If you don’t pay attention to sensitivity of your calculations you have a pretty good chance of producing results that don’t mean a thing. We’ve seen huge codes that were effectively just random number generators (even though the users relied on the outcomes). An if-then-else with a float in the condition can switch to another branch based on only a minute difference in the condition. Summing a range of small numbers to a large number will make the information in the small number disappear. If you are aware of that and you are sure that that is what is supposed to happen, then fine. If not: don’t fool your users that your results are somehow significant.
8) Create visualization and debugging facilities
Debuggers are wonderful tools and no developer should be without them (see rule 4). But debugging computational code is often just not doable with normal debuggers. How do you trace a minute divergence in a computation that runs for days and works on arrays of millions of elements? The only way to go about this (as far as we know, and we’ve tested quite some tools) is to dump specific output to a file and use visualization to zoom in on the problem. Yes, there will be a lot of if-debug statements in your code but that doesn’t really hurt as long as you keep your code tidy. Having convenient debugging facilities in your code will be useful for the entire lifetime of the code (read: decades).
9) Do the right documentation
Future developers will need some basic documentation to find their way around the code. If your code is large or even huge, they will need an overview of the basic structure (the architecture) and the principles behind it, along with some information on the development environment (folders, makefiles, tests). And they will probably need a clear explanation of the math. But that’s about it. Don’t waste your time writing thick volumes on each and every routine. Make sure that the code is internally documented because that is where developers will look once they’ve understood the basic plan of the software.

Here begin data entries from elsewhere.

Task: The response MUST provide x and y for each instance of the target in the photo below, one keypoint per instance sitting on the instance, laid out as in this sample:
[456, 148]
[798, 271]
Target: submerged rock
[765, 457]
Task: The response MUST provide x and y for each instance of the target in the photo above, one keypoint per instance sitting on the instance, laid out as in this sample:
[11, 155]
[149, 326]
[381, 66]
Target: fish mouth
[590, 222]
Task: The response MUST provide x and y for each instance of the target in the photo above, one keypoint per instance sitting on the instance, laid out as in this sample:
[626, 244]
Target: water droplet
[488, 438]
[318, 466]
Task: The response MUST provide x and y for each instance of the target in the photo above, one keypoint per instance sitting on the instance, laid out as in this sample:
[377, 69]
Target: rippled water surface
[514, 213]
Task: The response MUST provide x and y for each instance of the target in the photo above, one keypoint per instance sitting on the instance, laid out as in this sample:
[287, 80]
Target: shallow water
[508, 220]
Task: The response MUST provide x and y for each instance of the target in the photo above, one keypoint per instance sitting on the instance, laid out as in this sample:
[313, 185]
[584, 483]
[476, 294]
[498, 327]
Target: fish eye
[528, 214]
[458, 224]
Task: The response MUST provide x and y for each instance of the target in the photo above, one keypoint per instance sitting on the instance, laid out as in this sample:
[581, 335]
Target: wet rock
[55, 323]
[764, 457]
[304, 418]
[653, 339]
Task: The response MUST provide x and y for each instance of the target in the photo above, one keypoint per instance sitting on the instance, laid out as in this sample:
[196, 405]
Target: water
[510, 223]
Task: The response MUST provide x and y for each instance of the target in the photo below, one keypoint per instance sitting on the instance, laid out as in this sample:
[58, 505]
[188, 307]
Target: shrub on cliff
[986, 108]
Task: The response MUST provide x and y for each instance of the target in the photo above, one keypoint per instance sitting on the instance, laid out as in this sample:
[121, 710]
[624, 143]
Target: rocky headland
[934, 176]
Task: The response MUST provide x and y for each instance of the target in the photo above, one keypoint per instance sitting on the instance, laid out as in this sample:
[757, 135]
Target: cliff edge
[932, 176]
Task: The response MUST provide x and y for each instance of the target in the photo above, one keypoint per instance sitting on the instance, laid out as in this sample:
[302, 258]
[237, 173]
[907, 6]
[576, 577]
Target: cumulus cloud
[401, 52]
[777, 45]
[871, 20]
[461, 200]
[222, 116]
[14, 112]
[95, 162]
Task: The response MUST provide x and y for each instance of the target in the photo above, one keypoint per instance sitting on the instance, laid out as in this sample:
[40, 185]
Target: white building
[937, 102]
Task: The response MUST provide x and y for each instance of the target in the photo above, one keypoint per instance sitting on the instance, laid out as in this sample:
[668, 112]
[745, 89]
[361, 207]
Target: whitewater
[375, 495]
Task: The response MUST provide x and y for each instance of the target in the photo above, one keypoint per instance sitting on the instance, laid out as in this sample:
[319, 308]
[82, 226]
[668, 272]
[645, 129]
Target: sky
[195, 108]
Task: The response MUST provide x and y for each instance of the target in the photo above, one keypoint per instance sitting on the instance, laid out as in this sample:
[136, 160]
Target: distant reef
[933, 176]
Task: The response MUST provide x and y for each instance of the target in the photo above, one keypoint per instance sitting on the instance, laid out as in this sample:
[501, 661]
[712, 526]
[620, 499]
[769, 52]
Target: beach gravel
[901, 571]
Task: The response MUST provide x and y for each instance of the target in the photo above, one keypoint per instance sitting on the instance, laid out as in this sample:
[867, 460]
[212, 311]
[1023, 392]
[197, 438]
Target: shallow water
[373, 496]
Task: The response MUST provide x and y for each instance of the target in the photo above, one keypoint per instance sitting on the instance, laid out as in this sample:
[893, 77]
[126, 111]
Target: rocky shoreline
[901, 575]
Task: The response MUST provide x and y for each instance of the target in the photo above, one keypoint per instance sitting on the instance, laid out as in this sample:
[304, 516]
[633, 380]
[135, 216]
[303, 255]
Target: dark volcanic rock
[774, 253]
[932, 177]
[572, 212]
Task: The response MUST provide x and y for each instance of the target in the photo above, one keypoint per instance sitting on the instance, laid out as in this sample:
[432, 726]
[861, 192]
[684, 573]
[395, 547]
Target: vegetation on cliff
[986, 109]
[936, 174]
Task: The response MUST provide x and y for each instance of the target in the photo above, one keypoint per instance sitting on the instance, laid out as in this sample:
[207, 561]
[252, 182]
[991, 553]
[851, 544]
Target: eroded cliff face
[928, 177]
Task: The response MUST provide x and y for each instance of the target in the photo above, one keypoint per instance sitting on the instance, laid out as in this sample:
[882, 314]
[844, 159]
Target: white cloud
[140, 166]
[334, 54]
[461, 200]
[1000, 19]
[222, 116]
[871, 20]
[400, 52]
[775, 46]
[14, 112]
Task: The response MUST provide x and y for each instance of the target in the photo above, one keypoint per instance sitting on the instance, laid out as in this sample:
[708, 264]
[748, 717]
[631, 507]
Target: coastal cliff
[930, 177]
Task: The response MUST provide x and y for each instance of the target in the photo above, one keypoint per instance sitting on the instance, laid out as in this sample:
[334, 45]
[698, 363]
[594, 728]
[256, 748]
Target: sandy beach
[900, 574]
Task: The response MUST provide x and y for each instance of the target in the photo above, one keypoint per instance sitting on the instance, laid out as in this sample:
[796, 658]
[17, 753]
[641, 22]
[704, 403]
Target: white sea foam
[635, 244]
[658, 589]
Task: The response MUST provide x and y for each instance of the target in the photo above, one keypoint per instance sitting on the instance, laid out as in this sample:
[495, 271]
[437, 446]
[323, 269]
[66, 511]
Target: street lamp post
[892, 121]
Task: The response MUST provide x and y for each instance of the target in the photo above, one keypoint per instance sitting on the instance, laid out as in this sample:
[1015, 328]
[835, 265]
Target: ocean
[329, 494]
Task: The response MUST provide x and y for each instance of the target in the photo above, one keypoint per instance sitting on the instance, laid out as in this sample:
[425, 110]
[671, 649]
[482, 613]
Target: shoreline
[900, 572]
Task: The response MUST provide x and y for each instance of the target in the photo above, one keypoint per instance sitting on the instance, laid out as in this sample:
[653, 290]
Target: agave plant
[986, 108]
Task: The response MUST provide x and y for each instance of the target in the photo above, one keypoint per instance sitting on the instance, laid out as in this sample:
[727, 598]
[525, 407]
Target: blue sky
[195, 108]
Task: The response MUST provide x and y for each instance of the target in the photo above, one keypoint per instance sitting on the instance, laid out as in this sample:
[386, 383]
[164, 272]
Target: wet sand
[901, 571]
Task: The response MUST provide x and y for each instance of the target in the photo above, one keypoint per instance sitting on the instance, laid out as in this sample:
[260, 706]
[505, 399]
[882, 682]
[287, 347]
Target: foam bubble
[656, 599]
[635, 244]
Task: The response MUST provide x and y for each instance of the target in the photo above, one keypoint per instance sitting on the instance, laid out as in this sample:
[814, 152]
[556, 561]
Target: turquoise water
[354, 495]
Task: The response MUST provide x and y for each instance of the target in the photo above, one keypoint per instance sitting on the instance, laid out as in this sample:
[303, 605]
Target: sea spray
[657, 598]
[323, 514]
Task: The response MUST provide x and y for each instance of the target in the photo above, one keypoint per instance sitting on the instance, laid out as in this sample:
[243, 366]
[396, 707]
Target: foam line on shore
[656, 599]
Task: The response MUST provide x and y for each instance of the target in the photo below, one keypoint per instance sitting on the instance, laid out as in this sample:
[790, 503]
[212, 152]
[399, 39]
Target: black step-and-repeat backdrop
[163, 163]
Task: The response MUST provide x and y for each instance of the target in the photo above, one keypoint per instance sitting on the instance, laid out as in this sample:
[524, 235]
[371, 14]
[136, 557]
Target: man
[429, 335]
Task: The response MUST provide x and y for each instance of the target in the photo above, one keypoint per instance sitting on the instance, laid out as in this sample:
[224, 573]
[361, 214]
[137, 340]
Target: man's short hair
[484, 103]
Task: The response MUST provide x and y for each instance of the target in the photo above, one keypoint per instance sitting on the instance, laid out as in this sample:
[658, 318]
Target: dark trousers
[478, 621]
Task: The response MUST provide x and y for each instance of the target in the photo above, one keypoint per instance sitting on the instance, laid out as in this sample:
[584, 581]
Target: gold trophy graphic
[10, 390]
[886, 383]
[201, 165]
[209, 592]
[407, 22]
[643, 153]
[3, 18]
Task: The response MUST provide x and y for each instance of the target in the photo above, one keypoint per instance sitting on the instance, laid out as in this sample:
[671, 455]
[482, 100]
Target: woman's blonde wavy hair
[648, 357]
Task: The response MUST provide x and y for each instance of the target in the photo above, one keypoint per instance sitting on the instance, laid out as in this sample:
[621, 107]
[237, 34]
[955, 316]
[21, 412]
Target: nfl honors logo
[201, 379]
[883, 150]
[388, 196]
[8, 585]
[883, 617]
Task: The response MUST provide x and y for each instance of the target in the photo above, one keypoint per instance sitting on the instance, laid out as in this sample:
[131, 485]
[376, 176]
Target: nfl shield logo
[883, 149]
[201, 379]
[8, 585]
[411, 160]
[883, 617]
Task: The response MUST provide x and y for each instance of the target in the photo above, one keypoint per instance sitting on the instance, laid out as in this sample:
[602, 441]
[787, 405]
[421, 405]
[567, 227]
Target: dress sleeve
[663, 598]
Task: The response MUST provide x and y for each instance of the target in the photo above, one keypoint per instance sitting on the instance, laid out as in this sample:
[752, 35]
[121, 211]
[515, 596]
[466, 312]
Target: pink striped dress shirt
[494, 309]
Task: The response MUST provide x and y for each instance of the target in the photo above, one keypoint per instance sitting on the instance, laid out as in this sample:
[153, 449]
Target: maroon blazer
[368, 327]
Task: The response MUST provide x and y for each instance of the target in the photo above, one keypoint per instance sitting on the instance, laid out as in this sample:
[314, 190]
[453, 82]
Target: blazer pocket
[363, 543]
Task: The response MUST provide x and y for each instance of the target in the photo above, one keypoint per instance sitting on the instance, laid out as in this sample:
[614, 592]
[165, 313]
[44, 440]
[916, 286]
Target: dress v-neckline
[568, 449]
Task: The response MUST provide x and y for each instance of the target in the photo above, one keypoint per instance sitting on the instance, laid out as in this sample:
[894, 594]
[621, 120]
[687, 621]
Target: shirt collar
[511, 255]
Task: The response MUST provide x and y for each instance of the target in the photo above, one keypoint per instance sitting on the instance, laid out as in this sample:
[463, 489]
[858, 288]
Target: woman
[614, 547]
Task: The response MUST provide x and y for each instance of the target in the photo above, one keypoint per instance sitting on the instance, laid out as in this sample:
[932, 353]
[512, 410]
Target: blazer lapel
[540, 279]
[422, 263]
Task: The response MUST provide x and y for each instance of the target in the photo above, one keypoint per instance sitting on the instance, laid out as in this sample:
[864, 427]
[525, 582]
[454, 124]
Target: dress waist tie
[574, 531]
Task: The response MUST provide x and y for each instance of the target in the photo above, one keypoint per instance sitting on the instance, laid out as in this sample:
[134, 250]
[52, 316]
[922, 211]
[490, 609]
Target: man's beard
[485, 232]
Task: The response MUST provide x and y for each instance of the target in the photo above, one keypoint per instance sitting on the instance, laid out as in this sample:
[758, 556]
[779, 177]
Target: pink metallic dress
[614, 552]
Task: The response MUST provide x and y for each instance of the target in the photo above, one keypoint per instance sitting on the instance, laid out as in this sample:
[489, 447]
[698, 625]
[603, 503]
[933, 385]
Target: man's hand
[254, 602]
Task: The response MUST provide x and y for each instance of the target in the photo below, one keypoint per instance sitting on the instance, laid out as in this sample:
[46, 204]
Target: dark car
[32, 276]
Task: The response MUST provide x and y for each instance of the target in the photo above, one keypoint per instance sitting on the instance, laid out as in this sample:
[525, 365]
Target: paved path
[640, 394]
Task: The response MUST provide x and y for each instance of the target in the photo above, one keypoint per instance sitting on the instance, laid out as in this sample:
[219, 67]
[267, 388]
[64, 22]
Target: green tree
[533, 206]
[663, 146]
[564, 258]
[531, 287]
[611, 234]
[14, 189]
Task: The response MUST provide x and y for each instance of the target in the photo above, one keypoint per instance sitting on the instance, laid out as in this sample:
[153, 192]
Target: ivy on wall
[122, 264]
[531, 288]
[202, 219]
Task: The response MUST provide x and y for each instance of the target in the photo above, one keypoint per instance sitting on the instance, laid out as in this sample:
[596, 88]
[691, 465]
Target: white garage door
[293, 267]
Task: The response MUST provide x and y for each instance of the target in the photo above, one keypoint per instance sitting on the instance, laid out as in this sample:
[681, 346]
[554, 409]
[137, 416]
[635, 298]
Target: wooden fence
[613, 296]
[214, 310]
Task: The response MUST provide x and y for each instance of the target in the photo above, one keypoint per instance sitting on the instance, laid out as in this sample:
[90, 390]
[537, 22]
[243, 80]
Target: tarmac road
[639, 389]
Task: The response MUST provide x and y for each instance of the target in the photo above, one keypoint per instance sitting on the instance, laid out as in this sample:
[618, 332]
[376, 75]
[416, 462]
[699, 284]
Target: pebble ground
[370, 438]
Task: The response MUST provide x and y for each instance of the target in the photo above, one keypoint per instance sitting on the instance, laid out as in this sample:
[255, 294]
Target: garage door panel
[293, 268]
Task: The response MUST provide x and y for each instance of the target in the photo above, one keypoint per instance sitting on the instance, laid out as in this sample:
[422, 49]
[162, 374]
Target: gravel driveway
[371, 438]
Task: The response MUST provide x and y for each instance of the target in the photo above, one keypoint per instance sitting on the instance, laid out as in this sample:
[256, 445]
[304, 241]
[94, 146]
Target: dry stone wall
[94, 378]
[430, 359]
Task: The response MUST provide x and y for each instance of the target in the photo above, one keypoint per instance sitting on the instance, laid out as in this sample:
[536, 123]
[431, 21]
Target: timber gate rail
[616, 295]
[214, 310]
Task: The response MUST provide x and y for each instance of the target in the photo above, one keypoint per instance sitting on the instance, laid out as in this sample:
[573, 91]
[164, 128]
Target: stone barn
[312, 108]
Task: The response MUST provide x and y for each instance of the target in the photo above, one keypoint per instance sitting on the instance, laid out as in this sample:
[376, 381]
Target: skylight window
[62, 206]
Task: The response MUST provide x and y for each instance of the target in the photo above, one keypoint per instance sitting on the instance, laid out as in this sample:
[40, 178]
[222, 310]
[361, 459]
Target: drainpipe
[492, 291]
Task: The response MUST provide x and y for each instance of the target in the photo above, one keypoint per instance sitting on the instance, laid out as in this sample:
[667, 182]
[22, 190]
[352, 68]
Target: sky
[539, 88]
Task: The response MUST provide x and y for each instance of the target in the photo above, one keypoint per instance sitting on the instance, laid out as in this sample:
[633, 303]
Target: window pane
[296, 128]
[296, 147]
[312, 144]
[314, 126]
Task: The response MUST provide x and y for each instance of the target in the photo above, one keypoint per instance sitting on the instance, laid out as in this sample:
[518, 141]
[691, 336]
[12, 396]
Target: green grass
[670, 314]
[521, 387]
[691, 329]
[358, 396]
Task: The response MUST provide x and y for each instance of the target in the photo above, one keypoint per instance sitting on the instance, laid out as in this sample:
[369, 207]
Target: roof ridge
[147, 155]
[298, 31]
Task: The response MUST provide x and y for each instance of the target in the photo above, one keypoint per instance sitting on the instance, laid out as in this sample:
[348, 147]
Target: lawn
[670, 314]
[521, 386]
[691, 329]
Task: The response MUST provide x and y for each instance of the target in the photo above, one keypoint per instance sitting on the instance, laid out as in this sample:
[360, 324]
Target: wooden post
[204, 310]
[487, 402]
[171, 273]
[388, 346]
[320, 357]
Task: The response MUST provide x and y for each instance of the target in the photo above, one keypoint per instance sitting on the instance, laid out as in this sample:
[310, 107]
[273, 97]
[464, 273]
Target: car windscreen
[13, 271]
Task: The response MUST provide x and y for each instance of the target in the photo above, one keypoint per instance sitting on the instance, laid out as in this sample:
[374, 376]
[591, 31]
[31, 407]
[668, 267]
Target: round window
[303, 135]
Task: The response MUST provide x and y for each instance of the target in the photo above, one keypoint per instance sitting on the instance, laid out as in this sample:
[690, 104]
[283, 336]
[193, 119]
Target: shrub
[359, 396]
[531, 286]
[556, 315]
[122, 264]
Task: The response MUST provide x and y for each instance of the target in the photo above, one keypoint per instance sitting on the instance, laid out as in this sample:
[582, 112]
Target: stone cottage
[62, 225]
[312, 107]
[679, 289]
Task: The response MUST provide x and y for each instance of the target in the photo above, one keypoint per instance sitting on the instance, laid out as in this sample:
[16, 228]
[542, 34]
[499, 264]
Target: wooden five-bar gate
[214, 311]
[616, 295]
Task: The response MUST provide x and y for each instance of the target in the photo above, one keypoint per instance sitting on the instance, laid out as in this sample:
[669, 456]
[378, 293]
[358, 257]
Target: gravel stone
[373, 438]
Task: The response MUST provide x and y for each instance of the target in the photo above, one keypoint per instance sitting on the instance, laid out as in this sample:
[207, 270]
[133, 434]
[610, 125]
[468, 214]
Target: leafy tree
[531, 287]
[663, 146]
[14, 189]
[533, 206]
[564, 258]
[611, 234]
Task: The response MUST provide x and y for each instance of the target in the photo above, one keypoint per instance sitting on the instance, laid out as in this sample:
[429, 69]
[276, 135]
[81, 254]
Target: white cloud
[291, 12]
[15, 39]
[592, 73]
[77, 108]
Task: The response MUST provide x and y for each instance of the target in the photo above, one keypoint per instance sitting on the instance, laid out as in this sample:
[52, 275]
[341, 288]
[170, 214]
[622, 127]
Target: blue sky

10) Don’t optimize until necessary
Optimizing is usually a matter of rearranging your code to make better use of the hardware. Sure, that is important and often cannot be avoided. But remember that the hardware is going to be different in a few years time (ever heard about a CPU with built-in FPGA and stacked with a GPU? Don’t be to surprised to see that happen in the next few years). So don’t start out to write your code specifically for one type of hardware. First write the code as it should be from an algorithmic and code quality point of view. Then optimize for the hardware, sacrificing as little of the original code as you can.
These 10 rules are not the result of any rigorous scientific inquiry. So if other rules or more rules are important for you, that’s OK with us. All we can say is that these 10 rules are helping us a lot in our work and take away much of the frustration that so easily arises in scientific software engineering. Perhaps they are useful for you as well.